Disruptive Materials in Construction
To identify 3-4 disruptive technologies/products in the construction market, with a focus on the materials used.
- There has been a big emergence of cost-effective new forms of concrete in recent years, with one of the most prominent examples being self-healing concrete.
- The self-healing concrete mix "uses bacteria as a healing agent to close concrete cracks". The bacteria itself is enclosed in a sodium silicate, which ruptures when a crack in the concrete appears, releasing a "gel-like healing agent that hardens to fill the void."
- The durability of the concrete is greatly improved by using that method, which gives a big advantage for any new construction project as the maintenance cost decreases as well.
- Moreover, the mix is very cost-effective compared to regular concrete and other energy-efficient concrete options on the market.

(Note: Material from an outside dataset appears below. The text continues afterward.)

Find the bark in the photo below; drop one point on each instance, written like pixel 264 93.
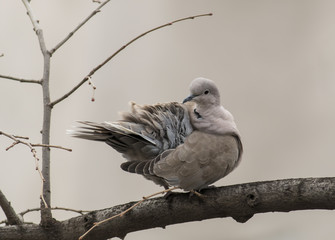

- Since architects have been worried about the quality of the materials that construction companies used to complete their projects, introducing such a cost-effective and durable product will boost the quality of the construction and help better implement the architects' vision.
- However, they are also concerned that while new, durable and cost-effective options are being produced there are still few options that use sustainable materials to produce the cement, which accounts for over 8% of the global CO2 emissions.
Energy Efficient Bricks
- Since architects are extremely concerned about the carbon footprint of their projects. In fact, over 40% of the greenhouse emissions in the UK alone are caused by the construction industry.
- As such, they have been trying to find ways to create construction materials that are sustainable and eco-friendly.
- The construction company Thames Water has recently "found an inventive way to use sewage to create the material needed for heavy-duty bricks."
- The company mixes the ash of the burnt dried waste with "carbon dioxide, water, sand and a small quantity of cement to form an aggregate for individual breeze blocks — each weighing 17kg."
- Thames Water is expected to be able to produce 18,000 tonnes of aggregate every year, which can be used to make about 2.3 million construction bricks.